5. De rechtbank is van oordeel dat eiser ook niet heeft onderbouwd dat in zijn geval sprake is van bijzondere, individuele omstandigheden die maken dat overdracht aan Duitsland van een onevenredige hardheid getuigt. Eiser heeft geen verklaringen afgelegd waaruit blijkt dat hij persoonlijk discriminatie heeft ondervonden of dat hij slecht is behandeld.
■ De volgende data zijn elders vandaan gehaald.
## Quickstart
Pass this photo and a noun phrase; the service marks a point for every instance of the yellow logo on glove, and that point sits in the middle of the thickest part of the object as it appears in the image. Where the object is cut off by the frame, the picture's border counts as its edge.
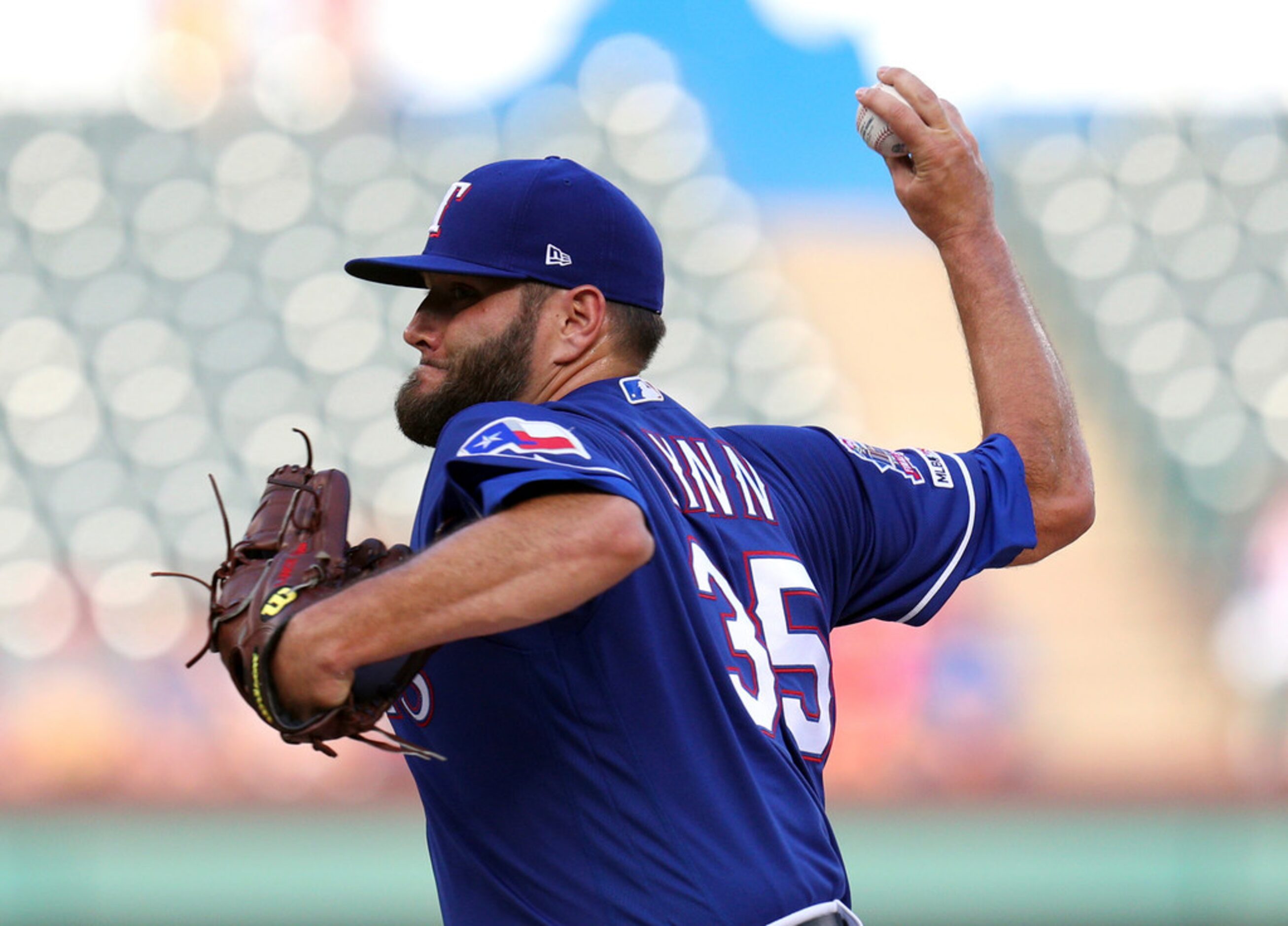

De kwalificatie dat ‘ze’ in Duitsland racistisch zijn en dat ‘ze’ mij slecht hebben behandeld, is niet door eisers relaas onderbouwd.
6. De slotsom is dat verweerder de asielaanvraag van eiser niet op grond van artikel 17, eerste lid, van de Dublinverordening aan zich heeft hoeven trekken.
7. Het beroep is ongegrond.
8. Voor een proceskostenveroordeling bestaat geen aanleiding.

Beslissing

De rechtbank:
- verklaart het beroep ongegrond.
Deze uitspraak is gedaan door mr. B.F.Th. de Roos, rechter, in aanwezigheid van
mr. W. Evenhuis, griffier, op 18 mei 2017.
Afschrift verzonden aan partijen op:

Rechtsmiddel

Tegen deze uitspraak kan binnen één week na de dag van verzending van het proces-verbaal daarvan hoger beroep worden ingesteld bij de Afdeling bestuursrechtspraak van de Raad van State.